Claims denied for timely filing remain a major challenge for medical billers. Each insurance carrier follows their own guidelines on what constitutes filing claims in a timely fashion.
Some insurers require claim submissions within 30 days and others allow up to two years. To cut your chances for these claim denials, follow their guidelines.
Reasons for Claim Denials
Multiple factors can contribute to submissions that end up as claims denied for timely filing. For example, insurance carriers sometimes report not receiving claims, even following timely submission. How the biller responds to these denials remains important.
In addition, initial mistakes on claims can cause enough of a delay that they also get denied for timely filing. A variety of factors can produce incorrect information on a claim, including a simple typo, the wrong insurance card presented by the patient at the point of care, or an incorrect transfer of patient information by the person in your office responsible for the medical billing and coding. Lots of things can go wrong.
On the plus side, you can still get paid for your services denied for timely filing. However, you need to know how to handle these claims effectively. Work out a strategy for handling claim denials for timely filing and just follow your protocol every time you encounter this problem.
Handling Timely Filing Claim Denials
Let’s say you send in a claim within the proper time frame. Then the claim returns denied because of an incorrect ID#, the misspelling of a patient’s name, submission to the wrong insurer or some other vexing reason. Your biller fixes the claim, resubmits with the correct information, and the claim returns once again, this time denied for timely filing.
Next you must appeal the denial.
Some carriers require special forms and others do not. Regardless, you should attach a copy of the claim and your proof of timely filing. Your proof should clearly show the dates for initial and later submissions. For example, produce a report for claims submitted and denied electronically. The report should show the initially incorrect information and the steps your medical biller took to correct the claim.
Even with paper-based claims, most practice management systems allow providers to generate a report with a timeline showing the original submission and subsequent filing dates for the claims in question.
In any case, insurers require electronically generated reports. In other words, they will not accept a handwritten note stating, “We submitted the claim on 1/1/2015.” In general, insurance carriers accept as proof reports generated from practice management systems because they cannot be altered.
Appealing Timely Filing Denials
Claims simply submitted too late and appropriately denied for timely filing can be more challenging to appeal. However, if a valid reason resulted in the delay, you can still attempt an appeal. For instance, a patient who initially reports no medical insurance at the time of treatment later discovers he or she did, in fact, have coverage. Submitting a claim for insurance reimbursement past the typical timeframe in this case might be justified.
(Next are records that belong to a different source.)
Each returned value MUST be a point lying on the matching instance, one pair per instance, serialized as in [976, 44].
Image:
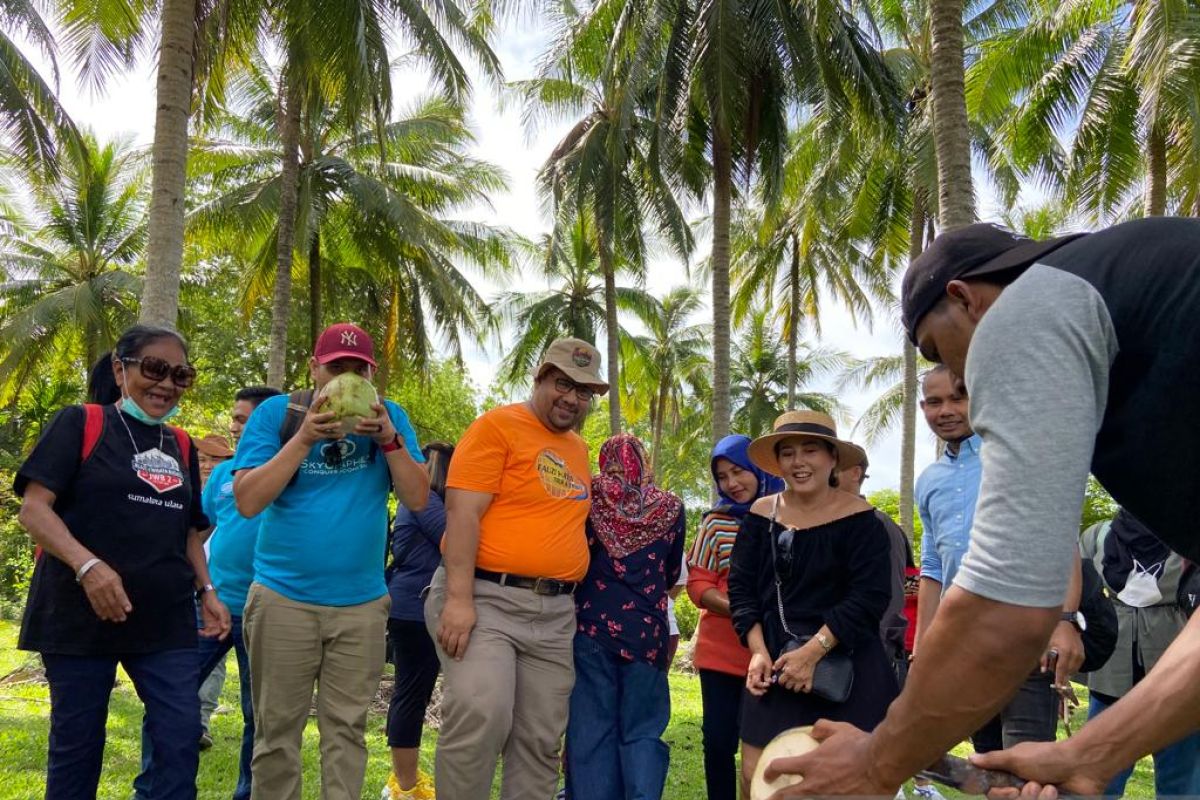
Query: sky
[126, 108]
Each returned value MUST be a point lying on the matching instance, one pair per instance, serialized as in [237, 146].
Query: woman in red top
[719, 654]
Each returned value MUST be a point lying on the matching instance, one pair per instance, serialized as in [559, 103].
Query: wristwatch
[1077, 619]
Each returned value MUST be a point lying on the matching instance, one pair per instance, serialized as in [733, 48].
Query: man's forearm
[253, 489]
[929, 595]
[409, 479]
[461, 547]
[972, 657]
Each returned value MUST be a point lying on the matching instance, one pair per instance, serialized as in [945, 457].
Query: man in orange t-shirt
[501, 606]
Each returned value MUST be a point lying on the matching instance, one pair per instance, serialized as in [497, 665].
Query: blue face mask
[130, 407]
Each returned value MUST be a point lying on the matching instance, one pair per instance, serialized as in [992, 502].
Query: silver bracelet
[87, 566]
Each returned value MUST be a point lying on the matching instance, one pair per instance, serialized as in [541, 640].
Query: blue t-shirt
[323, 540]
[232, 543]
[946, 499]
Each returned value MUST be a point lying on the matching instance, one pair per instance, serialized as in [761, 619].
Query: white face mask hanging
[1141, 587]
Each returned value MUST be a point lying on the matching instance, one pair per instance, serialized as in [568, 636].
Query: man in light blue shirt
[317, 609]
[946, 500]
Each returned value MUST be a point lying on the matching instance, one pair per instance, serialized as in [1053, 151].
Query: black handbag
[833, 677]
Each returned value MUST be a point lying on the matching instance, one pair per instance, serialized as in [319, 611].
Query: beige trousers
[292, 647]
[509, 695]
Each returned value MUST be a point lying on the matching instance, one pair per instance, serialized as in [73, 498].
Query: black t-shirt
[132, 507]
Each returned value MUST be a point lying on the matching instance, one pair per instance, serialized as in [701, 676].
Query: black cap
[973, 251]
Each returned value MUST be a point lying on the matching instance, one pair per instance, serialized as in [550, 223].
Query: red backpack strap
[185, 447]
[93, 429]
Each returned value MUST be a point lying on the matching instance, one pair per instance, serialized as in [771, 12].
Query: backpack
[299, 402]
[94, 431]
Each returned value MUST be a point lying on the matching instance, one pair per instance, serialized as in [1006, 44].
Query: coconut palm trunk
[165, 251]
[1156, 170]
[315, 314]
[952, 136]
[613, 336]
[793, 320]
[723, 194]
[289, 180]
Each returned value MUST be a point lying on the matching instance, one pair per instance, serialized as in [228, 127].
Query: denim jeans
[210, 653]
[1032, 715]
[619, 710]
[81, 686]
[1176, 767]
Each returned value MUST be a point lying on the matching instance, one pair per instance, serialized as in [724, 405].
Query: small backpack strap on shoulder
[93, 429]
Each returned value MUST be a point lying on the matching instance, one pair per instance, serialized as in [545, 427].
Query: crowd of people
[543, 593]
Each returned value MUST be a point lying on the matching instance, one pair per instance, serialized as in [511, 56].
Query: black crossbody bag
[833, 678]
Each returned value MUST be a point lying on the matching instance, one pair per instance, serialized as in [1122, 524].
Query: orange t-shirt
[541, 493]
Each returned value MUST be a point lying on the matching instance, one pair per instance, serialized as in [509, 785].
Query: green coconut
[351, 397]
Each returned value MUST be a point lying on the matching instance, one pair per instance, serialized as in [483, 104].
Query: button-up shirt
[946, 498]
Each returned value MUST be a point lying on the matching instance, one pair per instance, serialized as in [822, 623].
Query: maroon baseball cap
[970, 252]
[343, 341]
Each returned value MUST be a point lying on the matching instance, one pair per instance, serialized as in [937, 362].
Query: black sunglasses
[156, 368]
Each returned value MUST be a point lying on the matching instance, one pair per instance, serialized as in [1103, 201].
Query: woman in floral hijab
[621, 704]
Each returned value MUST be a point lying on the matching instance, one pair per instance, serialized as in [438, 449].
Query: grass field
[24, 713]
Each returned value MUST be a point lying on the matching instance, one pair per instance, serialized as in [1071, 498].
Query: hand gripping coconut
[795, 741]
[349, 396]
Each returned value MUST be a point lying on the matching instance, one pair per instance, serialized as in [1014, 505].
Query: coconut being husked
[793, 741]
[351, 397]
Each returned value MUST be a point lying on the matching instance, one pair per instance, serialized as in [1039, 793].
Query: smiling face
[805, 463]
[946, 405]
[738, 485]
[558, 410]
[155, 397]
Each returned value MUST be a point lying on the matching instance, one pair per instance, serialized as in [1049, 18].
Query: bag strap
[93, 429]
[779, 583]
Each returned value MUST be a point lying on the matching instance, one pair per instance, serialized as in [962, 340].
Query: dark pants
[619, 709]
[1030, 716]
[415, 659]
[721, 697]
[81, 686]
[210, 653]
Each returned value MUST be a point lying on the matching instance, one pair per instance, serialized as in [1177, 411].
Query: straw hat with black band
[797, 425]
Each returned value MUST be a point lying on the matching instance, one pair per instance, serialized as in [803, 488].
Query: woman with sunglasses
[112, 495]
[810, 578]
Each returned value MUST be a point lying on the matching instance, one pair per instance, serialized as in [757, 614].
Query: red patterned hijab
[628, 510]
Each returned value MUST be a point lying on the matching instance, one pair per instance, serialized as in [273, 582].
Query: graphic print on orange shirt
[557, 479]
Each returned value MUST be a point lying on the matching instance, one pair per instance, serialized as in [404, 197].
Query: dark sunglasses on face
[156, 368]
[563, 385]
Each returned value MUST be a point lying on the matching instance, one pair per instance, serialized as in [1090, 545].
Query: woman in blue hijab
[718, 654]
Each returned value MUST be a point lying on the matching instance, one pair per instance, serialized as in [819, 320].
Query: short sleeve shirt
[324, 539]
[132, 504]
[541, 492]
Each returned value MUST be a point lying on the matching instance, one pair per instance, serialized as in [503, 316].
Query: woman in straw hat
[810, 576]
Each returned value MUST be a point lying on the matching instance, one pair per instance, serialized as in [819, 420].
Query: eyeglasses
[563, 385]
[156, 368]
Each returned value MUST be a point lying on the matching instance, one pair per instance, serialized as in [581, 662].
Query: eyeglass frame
[565, 385]
[173, 370]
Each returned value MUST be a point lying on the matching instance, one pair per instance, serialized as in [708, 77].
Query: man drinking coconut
[1079, 355]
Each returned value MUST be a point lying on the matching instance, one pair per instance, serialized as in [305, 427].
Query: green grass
[24, 721]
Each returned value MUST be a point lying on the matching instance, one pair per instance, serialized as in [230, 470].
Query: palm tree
[760, 376]
[571, 305]
[604, 166]
[381, 232]
[952, 133]
[729, 72]
[663, 365]
[1117, 80]
[69, 281]
[31, 119]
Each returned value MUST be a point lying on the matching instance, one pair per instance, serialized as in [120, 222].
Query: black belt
[550, 587]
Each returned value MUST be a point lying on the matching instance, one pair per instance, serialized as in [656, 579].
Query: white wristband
[87, 566]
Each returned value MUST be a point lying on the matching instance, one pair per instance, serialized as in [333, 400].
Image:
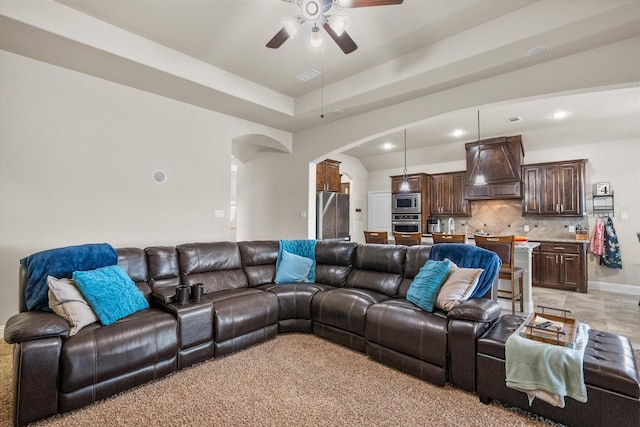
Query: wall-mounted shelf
[603, 205]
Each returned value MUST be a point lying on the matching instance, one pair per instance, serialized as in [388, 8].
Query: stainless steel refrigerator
[332, 216]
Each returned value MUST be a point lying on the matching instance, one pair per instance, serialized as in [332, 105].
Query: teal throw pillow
[426, 284]
[293, 268]
[110, 292]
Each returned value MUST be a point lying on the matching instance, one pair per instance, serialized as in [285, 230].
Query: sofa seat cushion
[100, 353]
[345, 308]
[246, 312]
[294, 299]
[402, 326]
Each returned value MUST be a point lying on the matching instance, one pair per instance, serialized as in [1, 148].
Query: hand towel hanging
[611, 257]
[596, 245]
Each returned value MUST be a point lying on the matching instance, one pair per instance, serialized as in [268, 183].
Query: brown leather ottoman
[610, 372]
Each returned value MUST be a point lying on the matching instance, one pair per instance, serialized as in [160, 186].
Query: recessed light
[538, 50]
[308, 75]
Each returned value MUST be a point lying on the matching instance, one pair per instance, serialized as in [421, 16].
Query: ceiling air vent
[308, 75]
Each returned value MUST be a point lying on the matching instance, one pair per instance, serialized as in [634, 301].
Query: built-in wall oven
[406, 223]
[406, 203]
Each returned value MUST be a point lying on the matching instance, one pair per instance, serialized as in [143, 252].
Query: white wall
[359, 176]
[76, 158]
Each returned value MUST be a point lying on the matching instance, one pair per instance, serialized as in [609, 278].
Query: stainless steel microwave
[406, 203]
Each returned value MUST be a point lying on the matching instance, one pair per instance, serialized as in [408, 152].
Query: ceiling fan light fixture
[315, 39]
[311, 9]
[338, 23]
[292, 25]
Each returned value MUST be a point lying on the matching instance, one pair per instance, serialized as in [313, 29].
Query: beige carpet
[293, 380]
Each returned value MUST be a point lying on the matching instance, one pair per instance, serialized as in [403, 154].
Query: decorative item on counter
[581, 232]
[603, 188]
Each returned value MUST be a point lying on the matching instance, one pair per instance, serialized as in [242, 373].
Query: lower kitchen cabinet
[560, 265]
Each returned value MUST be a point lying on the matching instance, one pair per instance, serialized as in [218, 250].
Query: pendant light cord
[405, 153]
[322, 84]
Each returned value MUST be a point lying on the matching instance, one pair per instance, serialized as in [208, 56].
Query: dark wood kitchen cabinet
[447, 195]
[561, 265]
[417, 183]
[328, 176]
[554, 189]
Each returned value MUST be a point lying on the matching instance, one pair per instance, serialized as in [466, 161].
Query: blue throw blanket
[305, 248]
[469, 256]
[61, 263]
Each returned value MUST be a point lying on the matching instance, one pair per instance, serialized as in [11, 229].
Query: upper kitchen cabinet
[555, 189]
[447, 195]
[328, 176]
[417, 183]
[499, 161]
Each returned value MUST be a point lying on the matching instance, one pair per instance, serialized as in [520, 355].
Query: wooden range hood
[499, 160]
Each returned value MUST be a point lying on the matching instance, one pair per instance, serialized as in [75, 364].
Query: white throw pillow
[66, 300]
[458, 287]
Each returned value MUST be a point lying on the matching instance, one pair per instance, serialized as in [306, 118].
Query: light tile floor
[605, 311]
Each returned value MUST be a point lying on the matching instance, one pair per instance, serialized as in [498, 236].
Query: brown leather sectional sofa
[357, 300]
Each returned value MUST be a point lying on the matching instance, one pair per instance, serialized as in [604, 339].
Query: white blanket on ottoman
[548, 372]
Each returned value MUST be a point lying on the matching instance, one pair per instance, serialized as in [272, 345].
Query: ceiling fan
[315, 11]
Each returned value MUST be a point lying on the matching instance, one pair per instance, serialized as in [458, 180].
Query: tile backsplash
[505, 217]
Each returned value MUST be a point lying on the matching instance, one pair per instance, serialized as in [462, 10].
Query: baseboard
[614, 287]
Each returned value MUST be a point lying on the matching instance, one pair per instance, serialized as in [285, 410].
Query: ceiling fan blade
[344, 41]
[367, 3]
[277, 40]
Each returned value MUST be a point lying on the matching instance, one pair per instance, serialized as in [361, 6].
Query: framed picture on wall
[602, 188]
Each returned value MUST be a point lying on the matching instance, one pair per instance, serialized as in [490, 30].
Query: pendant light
[480, 179]
[405, 180]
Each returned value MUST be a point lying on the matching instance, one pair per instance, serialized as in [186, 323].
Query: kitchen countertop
[536, 239]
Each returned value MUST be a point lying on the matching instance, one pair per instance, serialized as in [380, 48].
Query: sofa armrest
[33, 325]
[476, 310]
[467, 322]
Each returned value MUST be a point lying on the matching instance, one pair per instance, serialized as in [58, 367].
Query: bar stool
[407, 239]
[503, 246]
[376, 237]
[448, 238]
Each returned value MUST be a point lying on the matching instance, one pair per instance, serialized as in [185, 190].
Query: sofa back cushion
[378, 268]
[164, 274]
[415, 258]
[216, 265]
[259, 261]
[334, 261]
[134, 262]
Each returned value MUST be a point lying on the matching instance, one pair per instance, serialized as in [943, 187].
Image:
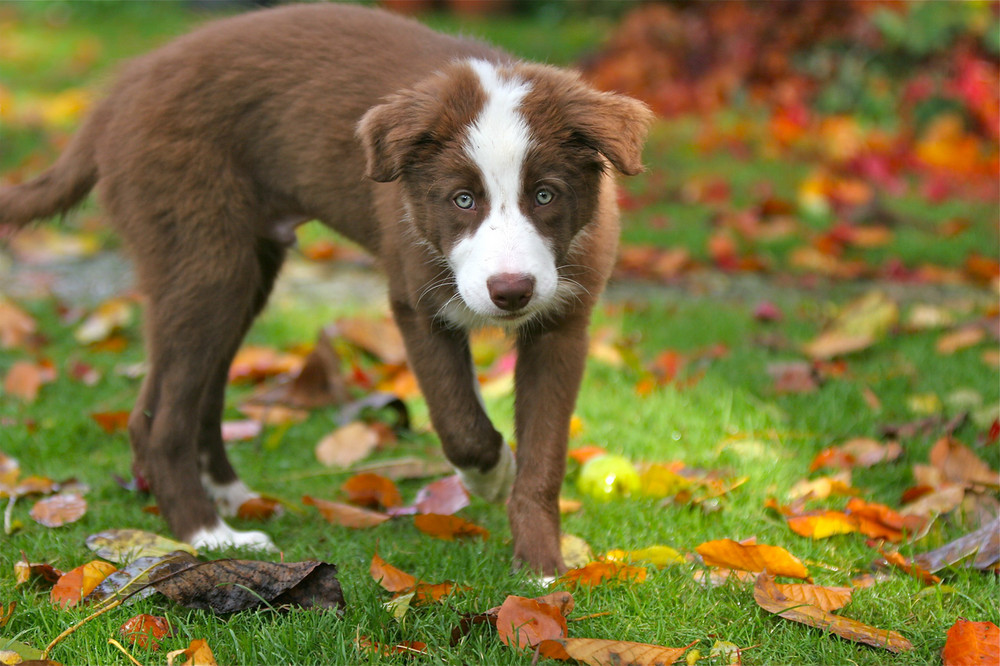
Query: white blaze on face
[506, 242]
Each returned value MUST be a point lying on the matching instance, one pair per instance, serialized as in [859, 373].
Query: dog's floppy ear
[388, 133]
[615, 126]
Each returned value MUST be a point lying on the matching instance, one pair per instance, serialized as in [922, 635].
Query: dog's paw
[494, 485]
[229, 497]
[222, 536]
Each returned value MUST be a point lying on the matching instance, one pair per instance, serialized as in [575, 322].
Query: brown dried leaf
[59, 510]
[448, 527]
[228, 586]
[752, 557]
[145, 630]
[600, 652]
[347, 445]
[346, 515]
[985, 541]
[971, 644]
[523, 622]
[770, 598]
[389, 577]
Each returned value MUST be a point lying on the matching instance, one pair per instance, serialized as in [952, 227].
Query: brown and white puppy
[483, 185]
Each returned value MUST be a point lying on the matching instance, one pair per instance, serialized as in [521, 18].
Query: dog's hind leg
[202, 298]
[217, 474]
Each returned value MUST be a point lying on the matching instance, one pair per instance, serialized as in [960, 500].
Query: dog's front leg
[548, 374]
[440, 358]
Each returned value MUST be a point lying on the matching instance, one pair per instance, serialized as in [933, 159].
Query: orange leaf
[599, 652]
[972, 644]
[827, 598]
[258, 508]
[389, 577]
[600, 572]
[526, 622]
[448, 527]
[752, 557]
[111, 422]
[821, 524]
[770, 598]
[347, 445]
[196, 654]
[346, 515]
[144, 630]
[59, 510]
[912, 568]
[369, 489]
[77, 583]
[582, 454]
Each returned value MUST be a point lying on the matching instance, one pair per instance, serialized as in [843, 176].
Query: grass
[730, 419]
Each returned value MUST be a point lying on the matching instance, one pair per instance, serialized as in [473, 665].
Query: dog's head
[501, 168]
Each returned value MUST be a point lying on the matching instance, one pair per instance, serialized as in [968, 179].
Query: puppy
[484, 186]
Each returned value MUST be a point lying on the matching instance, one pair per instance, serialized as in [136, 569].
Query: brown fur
[208, 152]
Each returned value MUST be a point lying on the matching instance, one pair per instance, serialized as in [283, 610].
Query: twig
[57, 639]
[124, 651]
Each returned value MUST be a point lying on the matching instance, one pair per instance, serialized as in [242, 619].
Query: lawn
[703, 360]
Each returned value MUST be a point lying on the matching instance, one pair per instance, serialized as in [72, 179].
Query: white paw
[494, 485]
[228, 497]
[223, 536]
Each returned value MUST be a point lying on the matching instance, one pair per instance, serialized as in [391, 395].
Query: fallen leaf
[347, 445]
[971, 644]
[601, 652]
[59, 510]
[372, 490]
[111, 422]
[912, 568]
[752, 557]
[770, 598]
[962, 338]
[523, 622]
[346, 515]
[228, 586]
[827, 598]
[196, 654]
[145, 630]
[602, 572]
[123, 545]
[448, 527]
[77, 583]
[389, 577]
[108, 318]
[959, 464]
[444, 496]
[16, 325]
[379, 337]
[985, 541]
[259, 508]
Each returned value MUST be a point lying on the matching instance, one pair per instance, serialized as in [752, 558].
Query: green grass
[730, 419]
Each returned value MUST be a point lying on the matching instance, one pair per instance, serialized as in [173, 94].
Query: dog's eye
[465, 201]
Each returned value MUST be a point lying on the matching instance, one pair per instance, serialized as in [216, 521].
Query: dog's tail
[60, 187]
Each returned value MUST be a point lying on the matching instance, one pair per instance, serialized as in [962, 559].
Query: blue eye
[544, 196]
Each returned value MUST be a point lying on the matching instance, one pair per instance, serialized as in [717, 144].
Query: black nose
[511, 291]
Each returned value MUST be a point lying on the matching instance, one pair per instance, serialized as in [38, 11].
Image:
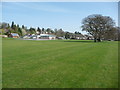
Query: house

To counter a denial in this case, write a letter detailing what happened, including why the patient changed their mind about insurance coverage. You might not win the appeal in every case, but it’s worthwhile to try.
Despite the many and considerable challenges that can hinder the timely filing of claims, it’s important to always work toward filing claims as quickly and timely as possible.
With good systems in place, you will be able to appeal them quickly and efficiently and increase the likelihood of eventually getting paid for your services.